Although scientists have little information on the new variant and don’t know where it came from, several countries including the United States, Canada, United Kingdom, Israel and the European Union. announced almost immediate travel bans from South Africa and other countries in southern Africa. Restrictive measures triggered outcry from some health officials and experts who warn bans are premature and could create danger previous.
“These kinds of bans are of little use,” Saad Omer, director of the Yale Institute of Global Health, told NPR.
“Unfortunately, from what we know about the epidemiology of SARS-CoV-2 and the epidemiology of this variant, the horse has likely left the stable,” Omer said, noting the high transmissibility of this coronavirus. and its variants.
And although the omicron variant has been reported in several other countries in Europe, Asia and North America, travel bans have only been imposed in countries in southern Africa.
One of the identified cases of the omicron variant in Belgium has had no contact or travel with any southern African nation, suggesting community spread may already be taking place.
“If the issue is to prevent the variant from entering, it really doesn’t make sense to exempt countries where it has been identified and which has even more direct flights than southern Africa,” Omer said.
Studies show travel bans are ineffective in curbing the spread of disease
A recent study of the magazine Science shows that restricting international travel at the start of the COVID-19 pandemic had some effect on delaying the spread, but researchers said restricting travel is only truly effective when combined with reducing the spread of infection through hand washing, isolation and early detection.
Another to study, in the Emergency management log, concluded that there is little evidence to prove that international travel bans are effective in controlling the spread of infectious diseases, and such measures should only be taken if recommended by the World Health Organization. With the omicron variant, the WHO has already warned against impose travel bans.

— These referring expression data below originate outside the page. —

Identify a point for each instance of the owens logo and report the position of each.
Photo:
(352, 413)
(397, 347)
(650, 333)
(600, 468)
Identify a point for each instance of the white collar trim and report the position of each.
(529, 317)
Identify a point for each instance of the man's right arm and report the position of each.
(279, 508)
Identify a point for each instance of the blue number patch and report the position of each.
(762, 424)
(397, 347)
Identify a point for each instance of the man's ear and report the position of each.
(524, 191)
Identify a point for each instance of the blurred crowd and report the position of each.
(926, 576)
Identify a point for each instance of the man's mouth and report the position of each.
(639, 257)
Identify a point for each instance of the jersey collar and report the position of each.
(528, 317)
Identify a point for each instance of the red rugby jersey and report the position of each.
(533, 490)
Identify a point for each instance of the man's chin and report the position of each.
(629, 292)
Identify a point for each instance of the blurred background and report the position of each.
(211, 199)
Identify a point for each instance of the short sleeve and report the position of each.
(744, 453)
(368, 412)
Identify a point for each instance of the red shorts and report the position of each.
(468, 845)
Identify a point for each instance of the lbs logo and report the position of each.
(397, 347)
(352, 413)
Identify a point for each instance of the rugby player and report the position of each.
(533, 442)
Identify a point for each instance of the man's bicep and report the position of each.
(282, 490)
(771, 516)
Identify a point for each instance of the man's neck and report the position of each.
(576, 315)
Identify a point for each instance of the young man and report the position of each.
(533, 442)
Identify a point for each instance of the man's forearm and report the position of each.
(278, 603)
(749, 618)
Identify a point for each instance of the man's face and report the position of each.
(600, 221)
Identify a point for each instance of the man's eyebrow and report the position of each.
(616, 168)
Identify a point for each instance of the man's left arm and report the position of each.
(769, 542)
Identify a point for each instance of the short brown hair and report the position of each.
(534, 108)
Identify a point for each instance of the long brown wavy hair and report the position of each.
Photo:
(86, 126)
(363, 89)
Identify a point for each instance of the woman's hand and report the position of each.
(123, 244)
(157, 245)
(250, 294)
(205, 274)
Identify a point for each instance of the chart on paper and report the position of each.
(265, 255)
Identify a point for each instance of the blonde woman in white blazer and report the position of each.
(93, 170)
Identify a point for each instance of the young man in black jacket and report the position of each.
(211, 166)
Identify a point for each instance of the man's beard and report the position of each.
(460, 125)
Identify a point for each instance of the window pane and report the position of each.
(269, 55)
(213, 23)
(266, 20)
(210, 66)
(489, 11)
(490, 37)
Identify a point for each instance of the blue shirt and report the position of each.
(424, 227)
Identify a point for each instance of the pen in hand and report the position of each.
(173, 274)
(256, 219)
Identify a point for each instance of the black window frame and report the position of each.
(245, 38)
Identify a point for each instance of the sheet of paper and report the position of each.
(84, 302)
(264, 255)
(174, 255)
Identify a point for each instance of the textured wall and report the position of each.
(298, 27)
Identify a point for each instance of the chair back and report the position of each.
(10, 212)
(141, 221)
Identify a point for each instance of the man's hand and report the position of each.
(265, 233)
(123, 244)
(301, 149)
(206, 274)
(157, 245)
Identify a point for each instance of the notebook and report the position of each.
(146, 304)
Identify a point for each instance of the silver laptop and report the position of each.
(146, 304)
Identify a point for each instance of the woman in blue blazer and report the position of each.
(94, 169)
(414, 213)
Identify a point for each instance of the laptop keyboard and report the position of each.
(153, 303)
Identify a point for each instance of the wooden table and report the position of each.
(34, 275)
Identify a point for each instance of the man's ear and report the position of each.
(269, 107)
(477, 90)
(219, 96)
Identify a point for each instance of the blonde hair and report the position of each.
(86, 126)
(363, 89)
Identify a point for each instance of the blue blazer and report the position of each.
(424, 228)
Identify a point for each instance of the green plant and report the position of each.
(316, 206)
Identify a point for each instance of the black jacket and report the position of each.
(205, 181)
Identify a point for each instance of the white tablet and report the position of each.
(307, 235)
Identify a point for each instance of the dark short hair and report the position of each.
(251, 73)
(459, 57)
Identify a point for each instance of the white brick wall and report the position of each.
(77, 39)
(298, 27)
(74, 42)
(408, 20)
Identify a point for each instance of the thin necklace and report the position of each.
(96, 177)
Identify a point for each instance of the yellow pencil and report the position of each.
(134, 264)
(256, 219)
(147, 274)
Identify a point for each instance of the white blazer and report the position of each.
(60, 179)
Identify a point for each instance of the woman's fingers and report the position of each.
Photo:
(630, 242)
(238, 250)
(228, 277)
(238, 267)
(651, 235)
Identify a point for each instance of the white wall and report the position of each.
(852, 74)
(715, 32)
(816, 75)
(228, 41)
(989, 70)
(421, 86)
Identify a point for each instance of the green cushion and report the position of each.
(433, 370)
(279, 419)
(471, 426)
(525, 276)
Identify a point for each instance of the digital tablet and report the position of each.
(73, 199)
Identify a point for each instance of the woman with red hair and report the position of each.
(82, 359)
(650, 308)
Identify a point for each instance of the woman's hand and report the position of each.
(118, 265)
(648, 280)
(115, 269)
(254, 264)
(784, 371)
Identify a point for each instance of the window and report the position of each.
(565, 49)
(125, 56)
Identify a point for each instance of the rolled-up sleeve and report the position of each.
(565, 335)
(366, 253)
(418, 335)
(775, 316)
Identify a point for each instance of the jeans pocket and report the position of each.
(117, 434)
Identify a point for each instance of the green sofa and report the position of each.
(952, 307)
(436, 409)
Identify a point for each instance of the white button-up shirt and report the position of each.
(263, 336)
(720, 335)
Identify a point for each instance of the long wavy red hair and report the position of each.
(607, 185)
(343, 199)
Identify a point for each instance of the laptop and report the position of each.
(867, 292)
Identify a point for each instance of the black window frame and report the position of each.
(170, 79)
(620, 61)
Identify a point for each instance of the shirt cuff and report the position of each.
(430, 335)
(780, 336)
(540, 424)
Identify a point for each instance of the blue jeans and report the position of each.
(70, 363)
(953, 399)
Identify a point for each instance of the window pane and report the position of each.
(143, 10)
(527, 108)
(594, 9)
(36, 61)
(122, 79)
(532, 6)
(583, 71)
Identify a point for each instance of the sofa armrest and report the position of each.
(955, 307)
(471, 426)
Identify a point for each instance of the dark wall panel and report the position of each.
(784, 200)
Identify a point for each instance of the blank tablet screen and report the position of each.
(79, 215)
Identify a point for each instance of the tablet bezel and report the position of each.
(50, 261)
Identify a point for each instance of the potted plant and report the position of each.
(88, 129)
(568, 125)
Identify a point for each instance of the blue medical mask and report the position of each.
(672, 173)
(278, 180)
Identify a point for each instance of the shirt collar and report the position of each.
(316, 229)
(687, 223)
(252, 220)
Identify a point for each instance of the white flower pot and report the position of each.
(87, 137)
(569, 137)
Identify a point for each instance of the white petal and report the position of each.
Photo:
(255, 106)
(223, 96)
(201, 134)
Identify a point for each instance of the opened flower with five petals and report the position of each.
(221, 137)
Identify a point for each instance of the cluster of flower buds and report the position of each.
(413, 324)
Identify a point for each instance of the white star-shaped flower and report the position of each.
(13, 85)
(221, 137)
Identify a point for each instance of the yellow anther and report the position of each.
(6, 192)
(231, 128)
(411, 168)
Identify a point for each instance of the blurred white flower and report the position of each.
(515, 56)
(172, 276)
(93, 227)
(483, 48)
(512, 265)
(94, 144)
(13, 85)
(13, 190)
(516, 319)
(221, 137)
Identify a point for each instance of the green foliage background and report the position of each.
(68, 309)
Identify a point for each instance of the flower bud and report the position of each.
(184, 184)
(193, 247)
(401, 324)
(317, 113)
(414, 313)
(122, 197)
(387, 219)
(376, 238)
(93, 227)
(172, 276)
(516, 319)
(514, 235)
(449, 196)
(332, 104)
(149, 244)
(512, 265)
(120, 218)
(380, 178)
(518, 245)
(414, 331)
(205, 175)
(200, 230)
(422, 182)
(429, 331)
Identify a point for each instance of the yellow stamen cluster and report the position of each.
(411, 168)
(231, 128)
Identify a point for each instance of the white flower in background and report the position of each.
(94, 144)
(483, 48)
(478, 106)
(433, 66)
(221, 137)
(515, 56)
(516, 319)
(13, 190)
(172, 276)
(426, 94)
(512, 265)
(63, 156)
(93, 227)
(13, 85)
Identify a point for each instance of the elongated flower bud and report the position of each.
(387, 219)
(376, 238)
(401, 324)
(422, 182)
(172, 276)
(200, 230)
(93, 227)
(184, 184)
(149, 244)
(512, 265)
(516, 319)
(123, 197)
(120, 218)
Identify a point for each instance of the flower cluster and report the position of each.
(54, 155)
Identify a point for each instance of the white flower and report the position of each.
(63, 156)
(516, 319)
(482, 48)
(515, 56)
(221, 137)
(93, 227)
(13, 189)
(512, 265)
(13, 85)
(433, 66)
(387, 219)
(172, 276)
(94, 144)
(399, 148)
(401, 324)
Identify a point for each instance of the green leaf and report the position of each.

The introduction of a travel ban can also give a false impression that the virus is contained, the researchers said, adding that such policies can also make it difficult to transport health workers and other resources.
In addition, the stigma of travel bans can exacerbate racism and xenophobia, according to Nicole Errett from the University of Washington, who was the principal author of the Emergency management log to study.
Travel bans could lead to less scientific transparency
Omer, of the Yale Institute of Global Health, has another concern about the implementation of travel bans during a public health crisis: It may hamper commitment to scientific transparency.
When countries that are proactive in disclosing the circulation of a virus are hit with travel restrictions, he said, it undermines the reasons why health officials need to be open about what is going on. in their country.
“You don’t want a situation where in a month a health minister from a country… gets a sequenced virus result and they say, ‘OK, if it’s that widespread, it’s going to come out of it all. way from another country, why be the first? And that cycle begins, ”Omer said.
Addressing vaccine inequalities around the world is the best way to prevent the emergence of these new variants, Omer said.
“If there are more transmission events every hour, every day, every week, the likelihood of a variant emergence increases,” he said.
And one of the most effective ways to tackle inequality, Omer said, is to enable all regions, especially low-income countries, to produce theirs vaccines.
It is too early to say whether the omicron variant in particular will become a serious public health threat, Omer added, “but that doesn’t mean we aren’t playing with fire by letting vaccine inequalities continue.”